Most wildfire on the Sarpy Hills complex today consisted of isolated smokes burning in the interior of the fire. Massive numbers of engines are mopping up burning material that could possibly threaten firelines. The 82,000 acre fire is 65 percent contained.
Some of the 701 personnel on the incident are working in the northeast corner of the Crow Reservation on fires that have become part of the Rosebud Complex. They have relieved Big Horn County resources who worked several days on those fires. At night about 300 people are “spiked” (camping out) at a cow camp on Sarpy Basin Road. Heavy equipment is staging on firelines and at the Multipurpose building in Crow Agency to respond speedily to any running fire.

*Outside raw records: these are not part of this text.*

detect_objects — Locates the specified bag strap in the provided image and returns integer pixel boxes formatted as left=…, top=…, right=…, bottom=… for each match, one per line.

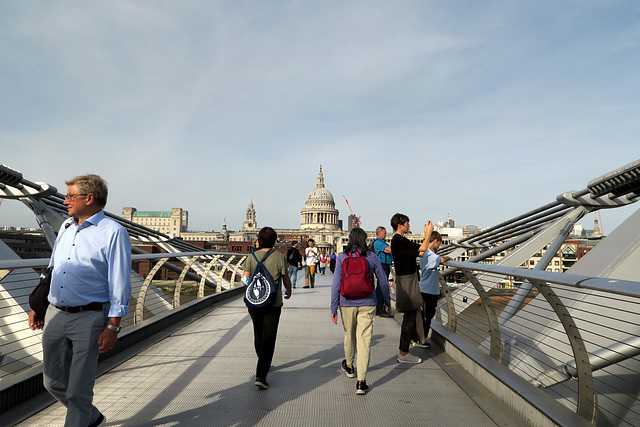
left=373, top=238, right=386, bottom=256
left=347, top=249, right=360, bottom=259
left=49, top=221, right=72, bottom=268
left=252, top=250, right=274, bottom=266
left=251, top=251, right=276, bottom=286
left=55, top=221, right=72, bottom=248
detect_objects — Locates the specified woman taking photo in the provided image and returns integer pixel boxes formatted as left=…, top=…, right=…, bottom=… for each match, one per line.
left=330, top=227, right=391, bottom=395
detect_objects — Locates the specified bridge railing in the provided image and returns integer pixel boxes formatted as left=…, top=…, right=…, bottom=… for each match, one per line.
left=129, top=251, right=247, bottom=325
left=439, top=260, right=640, bottom=426
left=0, top=250, right=248, bottom=413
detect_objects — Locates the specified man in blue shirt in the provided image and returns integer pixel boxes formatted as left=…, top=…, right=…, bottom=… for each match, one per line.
left=419, top=231, right=451, bottom=346
left=28, top=174, right=131, bottom=427
left=373, top=226, right=393, bottom=317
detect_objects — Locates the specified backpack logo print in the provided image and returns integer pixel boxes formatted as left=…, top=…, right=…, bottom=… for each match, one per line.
left=244, top=250, right=277, bottom=309
left=249, top=272, right=271, bottom=305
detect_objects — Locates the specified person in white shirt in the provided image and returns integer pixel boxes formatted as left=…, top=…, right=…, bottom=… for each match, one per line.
left=304, top=239, right=319, bottom=288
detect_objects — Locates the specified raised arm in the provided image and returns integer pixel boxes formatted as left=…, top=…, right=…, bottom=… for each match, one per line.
left=418, top=221, right=434, bottom=256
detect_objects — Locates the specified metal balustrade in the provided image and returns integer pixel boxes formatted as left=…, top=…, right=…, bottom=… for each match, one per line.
left=129, top=251, right=247, bottom=324
left=0, top=250, right=247, bottom=412
left=437, top=260, right=640, bottom=426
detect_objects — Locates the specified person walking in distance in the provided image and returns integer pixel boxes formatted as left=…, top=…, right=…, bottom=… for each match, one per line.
left=331, top=227, right=391, bottom=395
left=319, top=251, right=327, bottom=275
left=28, top=174, right=132, bottom=427
left=390, top=213, right=433, bottom=364
left=329, top=251, right=337, bottom=274
left=304, top=239, right=318, bottom=288
left=286, top=241, right=302, bottom=289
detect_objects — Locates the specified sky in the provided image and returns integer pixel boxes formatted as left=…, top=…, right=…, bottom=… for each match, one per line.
left=1, top=1, right=639, bottom=236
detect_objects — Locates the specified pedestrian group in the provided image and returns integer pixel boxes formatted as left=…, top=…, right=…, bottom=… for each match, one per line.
left=28, top=172, right=448, bottom=426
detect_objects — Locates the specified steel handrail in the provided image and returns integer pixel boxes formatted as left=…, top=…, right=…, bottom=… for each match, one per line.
left=446, top=260, right=640, bottom=298
left=440, top=259, right=640, bottom=424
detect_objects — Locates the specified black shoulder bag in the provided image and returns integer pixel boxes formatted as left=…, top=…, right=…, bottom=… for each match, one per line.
left=29, top=222, right=71, bottom=323
left=29, top=267, right=53, bottom=322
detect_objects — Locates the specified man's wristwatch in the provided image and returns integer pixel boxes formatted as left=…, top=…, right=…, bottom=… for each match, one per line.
left=106, top=324, right=122, bottom=334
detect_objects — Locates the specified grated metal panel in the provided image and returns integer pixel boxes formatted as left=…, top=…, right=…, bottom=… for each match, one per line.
left=17, top=274, right=506, bottom=427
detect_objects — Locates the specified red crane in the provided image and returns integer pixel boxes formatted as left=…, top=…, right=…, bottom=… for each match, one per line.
left=343, top=195, right=361, bottom=227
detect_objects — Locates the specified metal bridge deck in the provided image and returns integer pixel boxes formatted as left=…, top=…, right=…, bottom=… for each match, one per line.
left=15, top=273, right=524, bottom=426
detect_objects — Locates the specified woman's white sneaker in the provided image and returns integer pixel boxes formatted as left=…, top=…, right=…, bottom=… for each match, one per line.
left=397, top=352, right=422, bottom=364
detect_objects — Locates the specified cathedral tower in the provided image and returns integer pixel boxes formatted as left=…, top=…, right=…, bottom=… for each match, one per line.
left=242, top=198, right=257, bottom=232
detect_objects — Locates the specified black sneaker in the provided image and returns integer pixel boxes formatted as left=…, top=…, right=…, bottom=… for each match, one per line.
left=341, top=359, right=355, bottom=378
left=411, top=340, right=431, bottom=349
left=356, top=380, right=369, bottom=395
left=88, top=413, right=106, bottom=427
left=255, top=377, right=269, bottom=389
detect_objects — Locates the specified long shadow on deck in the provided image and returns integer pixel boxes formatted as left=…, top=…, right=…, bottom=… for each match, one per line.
left=120, top=325, right=411, bottom=427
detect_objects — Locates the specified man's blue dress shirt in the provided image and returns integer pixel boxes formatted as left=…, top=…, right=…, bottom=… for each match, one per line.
left=48, top=210, right=132, bottom=318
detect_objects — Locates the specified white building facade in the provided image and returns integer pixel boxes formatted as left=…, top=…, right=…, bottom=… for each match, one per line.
left=122, top=207, right=188, bottom=236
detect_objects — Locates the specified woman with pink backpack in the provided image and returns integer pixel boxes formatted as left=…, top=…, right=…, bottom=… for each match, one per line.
left=319, top=251, right=327, bottom=275
left=330, top=227, right=391, bottom=395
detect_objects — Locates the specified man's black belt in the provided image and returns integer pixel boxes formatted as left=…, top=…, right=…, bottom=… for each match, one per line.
left=52, top=302, right=103, bottom=313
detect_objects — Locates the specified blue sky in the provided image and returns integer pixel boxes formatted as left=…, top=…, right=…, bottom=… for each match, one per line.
left=1, top=1, right=639, bottom=235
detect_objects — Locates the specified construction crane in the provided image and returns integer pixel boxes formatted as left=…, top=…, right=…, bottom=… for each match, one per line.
left=342, top=195, right=361, bottom=228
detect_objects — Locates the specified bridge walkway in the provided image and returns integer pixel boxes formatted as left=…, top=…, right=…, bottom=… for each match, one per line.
left=16, top=272, right=524, bottom=426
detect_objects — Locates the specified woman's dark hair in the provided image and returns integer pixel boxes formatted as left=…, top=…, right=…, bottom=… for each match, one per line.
left=257, top=227, right=277, bottom=249
left=390, top=212, right=409, bottom=231
left=344, top=227, right=369, bottom=256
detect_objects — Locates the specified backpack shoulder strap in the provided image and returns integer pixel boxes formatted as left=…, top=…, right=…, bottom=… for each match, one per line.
left=346, top=250, right=362, bottom=260
left=253, top=250, right=274, bottom=264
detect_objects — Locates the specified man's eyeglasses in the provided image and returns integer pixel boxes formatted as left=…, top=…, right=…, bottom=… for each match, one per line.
left=64, top=193, right=88, bottom=201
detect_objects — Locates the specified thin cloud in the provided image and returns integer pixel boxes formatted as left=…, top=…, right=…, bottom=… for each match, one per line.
left=1, top=1, right=639, bottom=234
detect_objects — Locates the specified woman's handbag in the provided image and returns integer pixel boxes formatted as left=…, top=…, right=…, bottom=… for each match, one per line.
left=394, top=272, right=423, bottom=312
left=29, top=267, right=53, bottom=322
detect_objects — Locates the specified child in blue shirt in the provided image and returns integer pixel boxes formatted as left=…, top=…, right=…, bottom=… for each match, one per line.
left=418, top=231, right=451, bottom=347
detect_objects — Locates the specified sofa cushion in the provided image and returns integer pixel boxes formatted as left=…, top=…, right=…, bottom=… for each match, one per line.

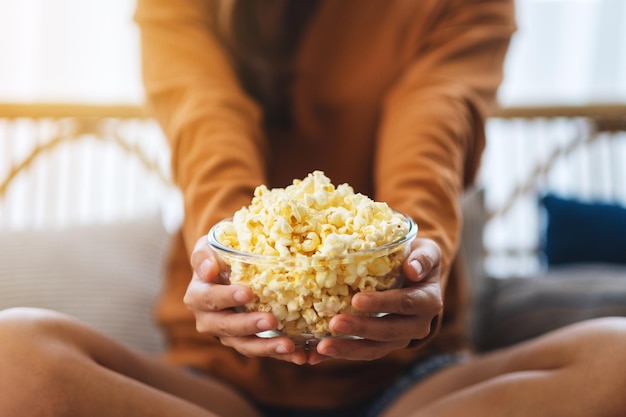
left=0, top=215, right=171, bottom=354
left=473, top=264, right=626, bottom=351
left=541, top=194, right=626, bottom=266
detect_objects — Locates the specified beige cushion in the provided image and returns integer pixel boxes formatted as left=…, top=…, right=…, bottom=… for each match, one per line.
left=0, top=215, right=171, bottom=354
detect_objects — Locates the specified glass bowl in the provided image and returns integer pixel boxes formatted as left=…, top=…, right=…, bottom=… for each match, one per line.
left=207, top=212, right=417, bottom=348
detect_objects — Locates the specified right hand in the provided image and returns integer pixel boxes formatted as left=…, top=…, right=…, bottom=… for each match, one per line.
left=184, top=236, right=308, bottom=364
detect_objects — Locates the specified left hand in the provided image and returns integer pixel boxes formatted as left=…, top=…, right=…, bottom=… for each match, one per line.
left=308, top=237, right=443, bottom=364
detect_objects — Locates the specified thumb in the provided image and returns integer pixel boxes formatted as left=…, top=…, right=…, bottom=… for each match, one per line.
left=190, top=236, right=221, bottom=282
left=403, top=238, right=441, bottom=283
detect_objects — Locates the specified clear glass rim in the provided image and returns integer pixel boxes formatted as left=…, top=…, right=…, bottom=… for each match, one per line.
left=207, top=211, right=417, bottom=264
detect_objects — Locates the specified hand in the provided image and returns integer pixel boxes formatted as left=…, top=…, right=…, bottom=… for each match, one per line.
left=308, top=237, right=443, bottom=365
left=184, top=236, right=308, bottom=365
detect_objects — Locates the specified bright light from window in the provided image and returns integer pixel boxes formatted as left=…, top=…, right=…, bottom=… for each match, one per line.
left=0, top=0, right=143, bottom=104
left=0, top=0, right=624, bottom=106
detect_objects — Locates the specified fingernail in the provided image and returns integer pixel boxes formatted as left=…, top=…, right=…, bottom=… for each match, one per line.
left=308, top=356, right=327, bottom=366
left=322, top=346, right=338, bottom=357
left=308, top=357, right=321, bottom=365
left=233, top=290, right=248, bottom=304
left=256, top=319, right=272, bottom=331
left=198, top=259, right=214, bottom=279
left=293, top=356, right=307, bottom=365
left=410, top=259, right=423, bottom=278
left=275, top=344, right=289, bottom=354
left=332, top=320, right=351, bottom=335
left=354, top=293, right=373, bottom=310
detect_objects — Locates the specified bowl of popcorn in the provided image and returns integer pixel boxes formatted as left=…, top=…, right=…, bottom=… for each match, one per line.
left=207, top=171, right=417, bottom=347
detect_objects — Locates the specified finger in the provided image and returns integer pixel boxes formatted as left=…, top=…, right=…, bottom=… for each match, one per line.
left=194, top=309, right=278, bottom=337
left=307, top=350, right=333, bottom=365
left=403, top=238, right=441, bottom=282
left=328, top=312, right=434, bottom=342
left=184, top=275, right=254, bottom=311
left=219, top=335, right=307, bottom=365
left=190, top=238, right=221, bottom=283
left=314, top=337, right=407, bottom=362
left=351, top=283, right=443, bottom=317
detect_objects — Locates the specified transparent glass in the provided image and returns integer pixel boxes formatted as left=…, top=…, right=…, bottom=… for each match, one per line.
left=207, top=212, right=417, bottom=348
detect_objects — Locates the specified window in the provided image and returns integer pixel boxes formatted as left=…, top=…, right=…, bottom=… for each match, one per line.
left=0, top=0, right=142, bottom=104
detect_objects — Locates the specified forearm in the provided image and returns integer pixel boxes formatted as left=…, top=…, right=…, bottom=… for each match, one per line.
left=375, top=0, right=515, bottom=282
left=136, top=0, right=268, bottom=252
left=375, top=85, right=480, bottom=280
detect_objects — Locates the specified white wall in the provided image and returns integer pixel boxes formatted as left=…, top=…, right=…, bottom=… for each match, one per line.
left=499, top=0, right=626, bottom=106
left=0, top=0, right=143, bottom=104
left=1, top=0, right=625, bottom=105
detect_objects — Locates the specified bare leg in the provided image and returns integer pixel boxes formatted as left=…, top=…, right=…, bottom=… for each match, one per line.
left=383, top=317, right=626, bottom=417
left=0, top=307, right=262, bottom=417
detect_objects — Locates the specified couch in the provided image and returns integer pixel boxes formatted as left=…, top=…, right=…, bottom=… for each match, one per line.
left=1, top=103, right=625, bottom=356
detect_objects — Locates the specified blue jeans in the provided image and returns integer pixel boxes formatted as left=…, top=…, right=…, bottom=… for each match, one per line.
left=255, top=352, right=466, bottom=417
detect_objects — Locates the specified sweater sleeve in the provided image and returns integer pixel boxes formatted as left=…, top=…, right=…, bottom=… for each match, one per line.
left=135, top=0, right=268, bottom=254
left=375, top=0, right=515, bottom=282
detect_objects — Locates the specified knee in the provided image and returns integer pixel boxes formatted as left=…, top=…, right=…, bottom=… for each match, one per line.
left=0, top=306, right=85, bottom=364
left=0, top=306, right=50, bottom=341
left=518, top=317, right=626, bottom=378
left=0, top=306, right=73, bottom=363
left=0, top=307, right=73, bottom=346
left=564, top=317, right=626, bottom=363
left=0, top=308, right=79, bottom=415
left=574, top=317, right=626, bottom=407
left=576, top=316, right=626, bottom=347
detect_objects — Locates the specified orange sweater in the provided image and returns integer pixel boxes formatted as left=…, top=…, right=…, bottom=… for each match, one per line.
left=136, top=0, right=515, bottom=409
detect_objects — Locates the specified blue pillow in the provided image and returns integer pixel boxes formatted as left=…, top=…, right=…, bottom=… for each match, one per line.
left=540, top=194, right=626, bottom=266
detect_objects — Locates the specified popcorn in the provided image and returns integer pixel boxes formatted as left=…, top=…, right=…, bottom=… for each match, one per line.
left=211, top=171, right=416, bottom=338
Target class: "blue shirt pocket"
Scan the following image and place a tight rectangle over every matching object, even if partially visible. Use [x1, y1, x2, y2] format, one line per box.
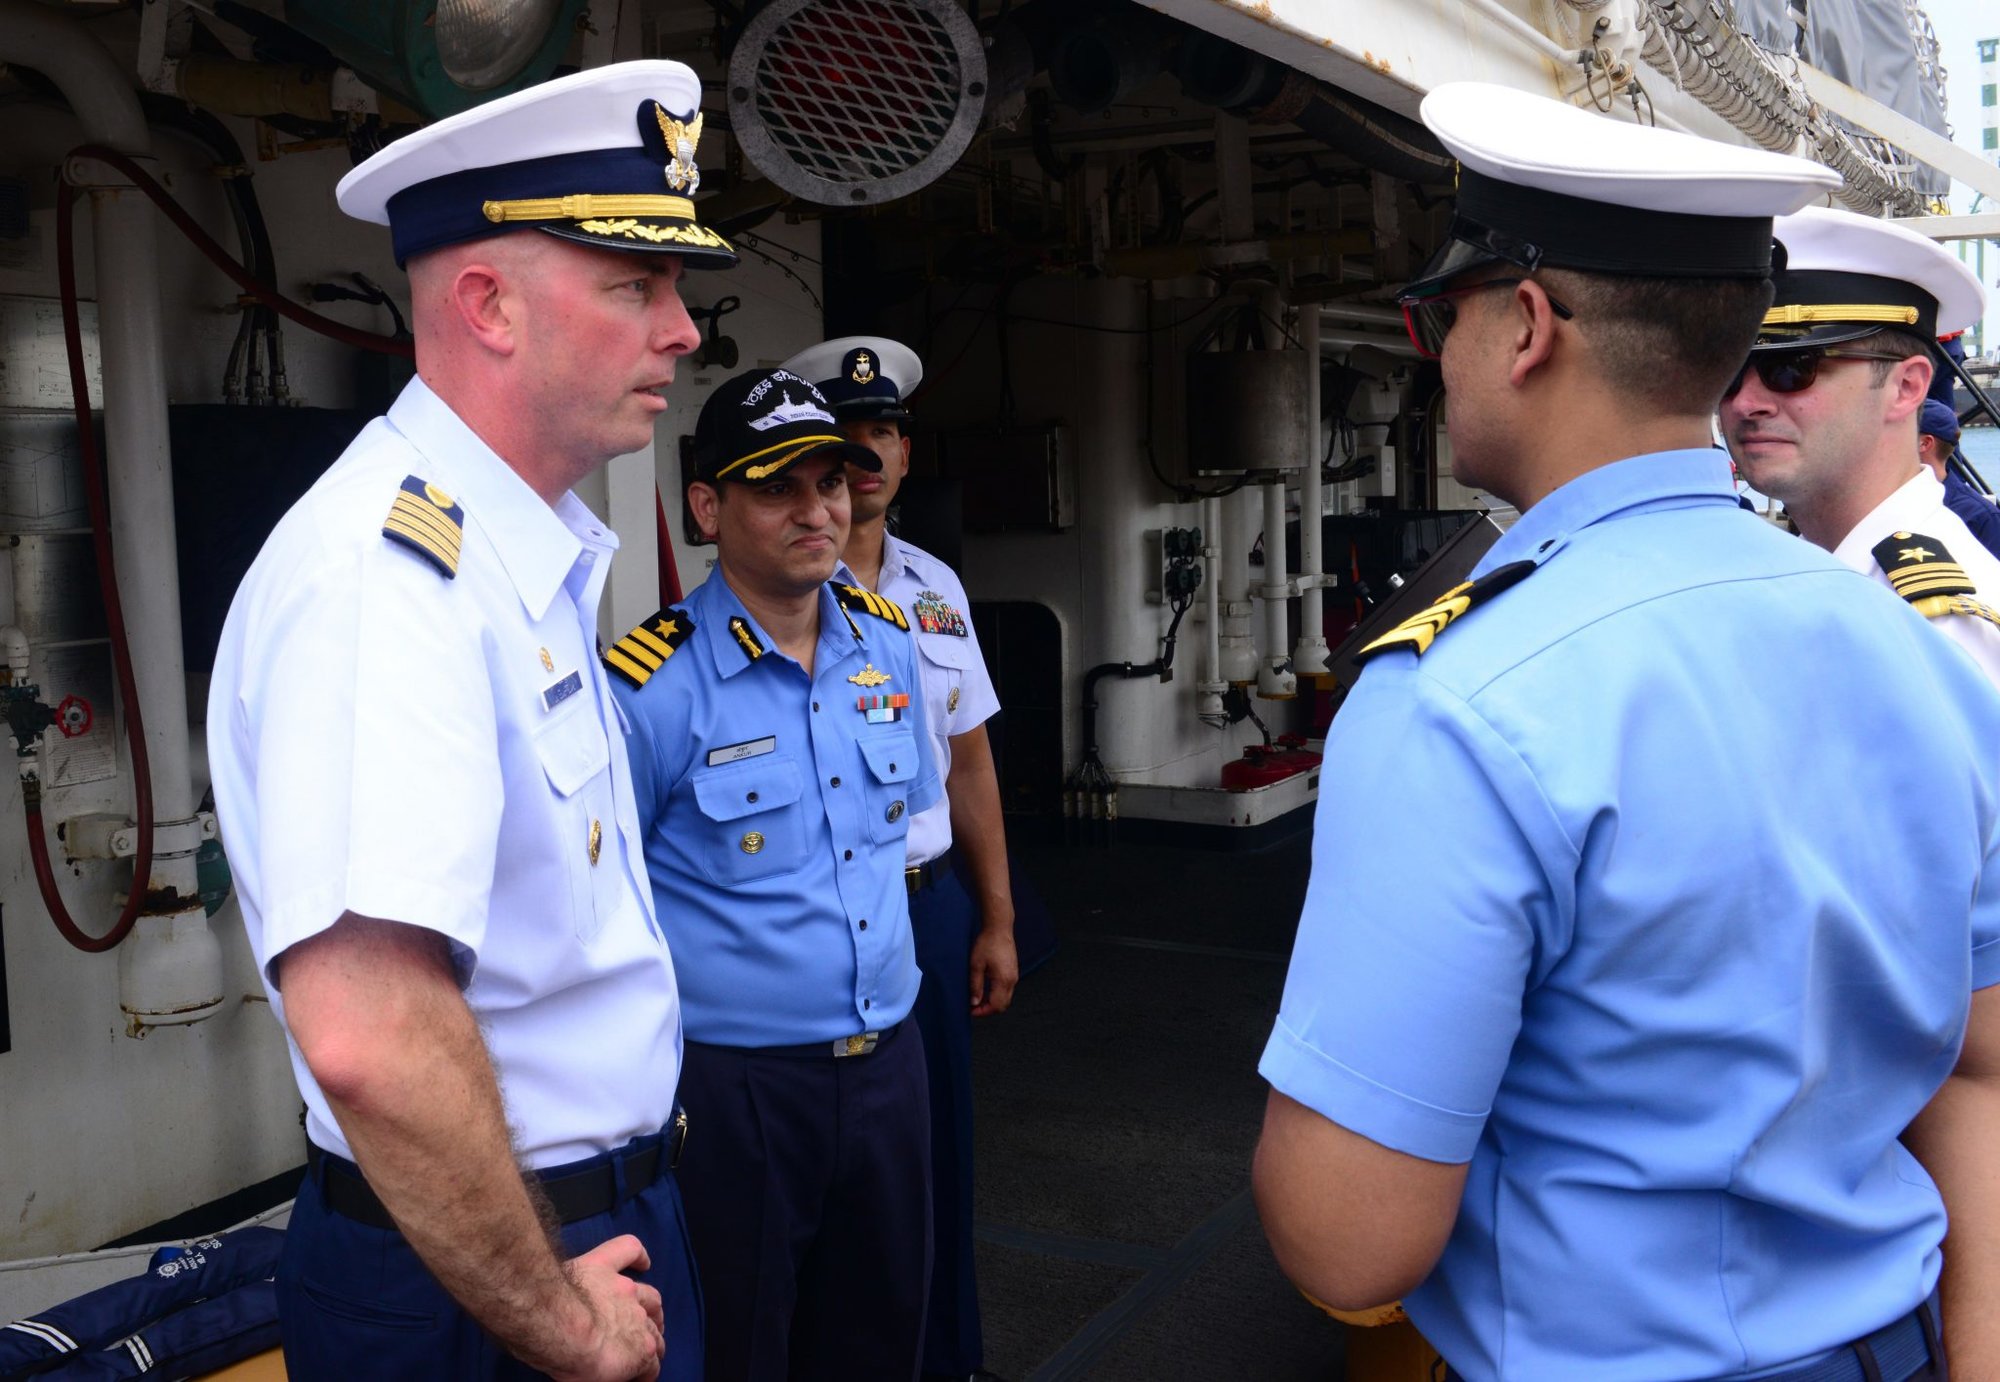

The National Weather Service again predicts critical fire weather Monday through Wednesday for three days of possible lightning on the Reservation without rain. High temperatures in Crow reach 97 to 102 degrees the next four days, through Thursday.
The fire did not harm the landscape in the pine highlands of Castle Rock or south of US Highway 212. It burned on the ground beneath the ponderosa pines, fertilizing the forest floor without killing too many trees. Ponderosa pines do not mind gentle fires. They carry thick bark as an adaptation to fire. This landscape will be green again soon after rain.
Crews will be beginning a process of rehabilitating firelines in some areas where grass fires are cold. They will be pulling dozer berms back onto scraped areas, partially recovering dozer lines with topsoil.
Managers visited a public meeting Sunday in Lame Deer to listen and share with Northern Cheyenne residents, who have dealt this week with smoke and evacuations from fires.